The carefully constructed historical record from the Inquisition archives in Ciudad de México thus provides little information on what was happening in Santa Cruz. What follows is an attempt to provide the missing details that lead to a climax in 1737.
1694
José Manuel Giltoméy, notarizes a diligencia matrimoniale in Santa Fé. [Roots]
1695
April: first surviving DM is done in Santa Cruz. Angélico Chávez didn’t identify the notary. [Roots]
1696
José Trujillo becomes alcalde in Santa Cruz. [1 February 2015]
November: Giltoméy notarizes a DM in Santa Cruz. He continues to sign ecclesiastical documents both there and in Santa Fé. He marries in Santa Cruz in 1697, and probably moves to Santa Fé sometime after. [Roots]
1701
Juan de Tagle is assigned to the mission at San Ildefonso. [Archives]
1704
October: Juan de Paz Bustillos notarizes one DM in Santa Cruz. Giltoméy continues as the church notary in Santa Fé. [Roots]
October: Quintana begins notarizing DMs in Santa Cruz. [Roots]
1710
June: Quintana is licenced as a scribe with the kingdom. The first document that survives with his notarization is from 1712. [Lomelí]
Juan Mínguez begins filling in at the mission at San Ildefonso.

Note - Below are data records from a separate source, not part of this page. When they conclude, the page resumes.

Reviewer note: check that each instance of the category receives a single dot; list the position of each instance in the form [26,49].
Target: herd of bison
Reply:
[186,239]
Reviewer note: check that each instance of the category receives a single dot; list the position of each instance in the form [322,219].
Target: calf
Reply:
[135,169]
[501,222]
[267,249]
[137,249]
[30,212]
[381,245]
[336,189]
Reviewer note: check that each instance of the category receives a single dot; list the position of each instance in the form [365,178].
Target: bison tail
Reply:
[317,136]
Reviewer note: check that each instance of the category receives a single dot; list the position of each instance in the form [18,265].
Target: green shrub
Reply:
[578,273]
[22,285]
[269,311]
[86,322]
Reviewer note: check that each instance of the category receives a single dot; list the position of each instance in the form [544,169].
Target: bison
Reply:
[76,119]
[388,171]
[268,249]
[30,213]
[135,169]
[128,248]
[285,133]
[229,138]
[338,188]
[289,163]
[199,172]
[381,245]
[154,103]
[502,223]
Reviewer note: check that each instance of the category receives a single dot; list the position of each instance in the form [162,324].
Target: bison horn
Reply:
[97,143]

His name also begins appearing in Santa Clara and Santa Cruz sacramental books. [Archives]
At some time, Quintana gives Mínguez some verses on a sheet of paper. He uses the word versitos. [Quintana]
1712
July: an Apache ransomed by Tagle escapes on a horse owned by Quintana. He goes to the ranch of José Trujillo where he’s joined by two other Apaches. Andrés is a captive owned by Trujillo. Cristóbal had been a servant to Diego Martín and is now freed. One takes a horse belonging to Quintana that is kept there. [Lomelí]

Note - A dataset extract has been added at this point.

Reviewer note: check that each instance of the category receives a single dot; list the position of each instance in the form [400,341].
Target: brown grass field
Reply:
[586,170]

August-October: after Andrés and Cristóbal return to Trujillo, Quintana sues Trujillo for the value of the two animals they didn’t bring back. He says "those two horses provided me some relief by carrying a few supplies and firewood and allowing me to run errands." Trujillo tells him to go recover them himself. [Lomelí]
I’ve found no hidden ties or animosities between the people whose names appear in this case. It’s a small community and people meet often. It may be like the dispute between José Antonio Naranjo and Diego de Torres described in the post for 28 February 2016, when the two men exaggerated their claims and left it to the judge to determine a just solution. [Comment]
The record found by Ralph Twitchell gives no outcome. [Twitchell v2]
1713
Juana de Carras, wife of José Velásquez, sues Antonia Sedano, wife of Juan Lorenzo de Medina, over land Micaela de Velasco, widow of Miguel García de la Riva, sold to Velásquez. Proceedings in Santa Fé. [Twitchell v1]
Jacinto Sánchez de Iñigo replaces José Trujillo as alcalde in Santa Cruz. [1 February 2015]
1719
In 1734, Manul de Sopeña says Quintana is remembered to have been throwing stones 15 years before. [Sopeña 1734]
Notes: Dates in brackets refer to earlier postings. Comments are those of the author.
Chávez, Angélico. Archives of the Archdiocese of Santa Fe, 1678-1900, 1957.
_____. New Mexico Roots, Ltd, 1982.
Cutter, Charles R. The Legal Culture of Northern New Spain, 1700-1810, 1995.
Lomelí, Francisco A. and Clark A. Colahan. Defying the Inquisition in Colonial New Mexico, 2006.
Mangado y Clavijo, Diego. Instructions from the Inquisition to José Antonio Guerrero, 22 May 1734, Mexico City; in Lomelí.
Poulain, Augustin. "Private Revelations," The Catholic Encyclopedia, volume 13, 1912.
Quintana, Miguel de. Interrogation by José Antonio Guerrero in the Inquisition office, Santa Fé, 8 November 1734; in Lomelí.
Sopeña, Manuel de. Statement to José Antonio Guerrero in the Inquisition office, Santa Fé, 4 November 1734; in Lomelí.
Twitchell, Ralph Emerson. Spanish Archives of New Mexico, two volumes, 1914.